The diverse terrain of India allows its tourism to be diverse. One very distinct and lucrative form of tourism among these multiple forms of traveling modules is Rural Tourism. Madhura Roy writes in Kurukshetra that, Rural tourism is, “experience oriented, the locations are sparsely populated, it is experience oriented, the locations are sparsely populated, it is pre-dominantly in natural environment, it meshes with and local events and is based on preservation of culture, heritage and tradition.”
Since 1991, the idea of Rural Tourism has steadily made its way in India– starting from West Sikkim in the form of a demo project by Help Tourism.

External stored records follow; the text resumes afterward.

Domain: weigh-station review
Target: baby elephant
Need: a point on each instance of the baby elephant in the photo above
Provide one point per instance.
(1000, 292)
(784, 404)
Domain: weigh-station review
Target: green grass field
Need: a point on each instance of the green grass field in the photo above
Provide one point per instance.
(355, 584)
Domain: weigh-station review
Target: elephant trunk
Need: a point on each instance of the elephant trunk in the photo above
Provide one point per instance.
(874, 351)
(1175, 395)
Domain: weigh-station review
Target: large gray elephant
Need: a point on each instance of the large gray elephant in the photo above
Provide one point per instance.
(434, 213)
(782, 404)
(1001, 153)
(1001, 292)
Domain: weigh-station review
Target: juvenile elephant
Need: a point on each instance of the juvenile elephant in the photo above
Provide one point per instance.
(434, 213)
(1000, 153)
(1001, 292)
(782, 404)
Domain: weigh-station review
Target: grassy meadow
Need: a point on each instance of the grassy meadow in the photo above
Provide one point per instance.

Initially, a system was developed out of the resident families of the village whereby they catered to the lodging and food requirement of the tourists. Over the years the system has been replicated in several other areas of North-East. Farther places like Chettinad of Tamil Nadu and a number of zones in Rajasthan have also developed several systems in this direction, especially from the private sector.
Rural tourism has developed its various wings – Agricultural Tourism, Cultural Tourism, Nature Tourism, Adventure Tourism, Food Routes, Community Tourism and Ethno-Tourism. Most of these manifestations of Rural Tourism have already been explored or rather harnessed pretty well in India, but largely in an urban context or in the context of the usage of external agents. What is interesting is the wing of Agricultural Tourism.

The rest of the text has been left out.